Awake Intubations: “Alone we can do so little, together we can do so much”

Resident Clinical Pearl (RCP) – January 2017

Kalen Leech-Porter, PGY2 iFMEM, Dalhousie University, Saint John, New Brunswick

Reviewed by Dr. David Lewis

 

Case Example:

A healthy 60 year old man arrives at the Emergency Department (ED)3 hours after his camp caught fire.  He complains of shortness of breath and he has a hoarse voice. Vitals BP 140/90, HR 95, RR 24, Oxygen saturation 96%, afebrile.  GCS 15. You note he has facial and trunk burns. He is alert, scared but cooperative.
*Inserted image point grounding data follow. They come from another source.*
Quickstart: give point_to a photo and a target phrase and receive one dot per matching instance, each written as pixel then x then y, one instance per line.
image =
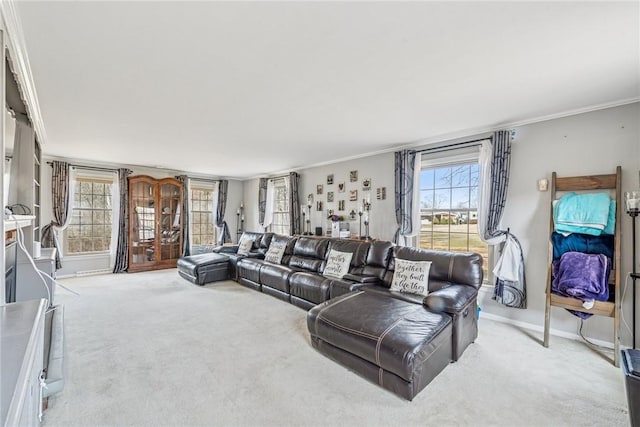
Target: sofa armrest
pixel 229 249
pixel 340 287
pixel 451 299
pixel 361 279
pixel 255 255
How would you definitively manage his airway?

Picture 1.


Introduction:

RSI has gained much popularity in the ED for endotracheal intubation.  While there is good reason for this, there is still a role for awake intubation; with awake intubations the patient continues to breathe for themselves and will maintain and protect their airways.  This can be critically important in a situation where there is an anticipated difficult intubation and difficult bag mask ventilation.  The patient does have to be somewhat cooperative for awake intubation, but with proper explanation this might be the best option in a difficult situation.

Indications:

  • Predicted difficult airway anatomy (intubation AND maintaining oxygenation with BMV)
  • Variations of normal anatomy (ie Mallampati 4, obese, small mandible)
  • Pathologic distortion or obstruction: (ie burns, angioedema, stridor)
  • Predicted difficult physiology
  • Hemodynamic instability- (may still be able to do RSI- using appropriate agents and fluid bolus, but awake intubation is an option)
  • High minute volume – awake intubation will allow them to breathe at their current desired rate until intubation facilitated

Requirements:

  • Patients is awake, cooperative

Advantages of awake Intubation

  • Patient protects/maintains airways
  • Patient breathes spontaneously
  • Less risk of hypoxemia/hypercarbia with transition to positive pressure ventilation
  • May help with intubation: tissue movement/bubbles may indicate glottis opening in obscured airways

Disadvantages

  • Potentially uncomfortable
  • Requires cooperation
  • Procedure can be prolonged

 

Back to our case:

………….the hoarse voice and burns suggest airway edema.  This patient will likely both a difficult intubation and difficult to bag mask ventilate.  However, he is cooperative.  Following the AIME approach to tracheal intubation pathway (below), this patient would be a candidate for awake intubation (red arrow).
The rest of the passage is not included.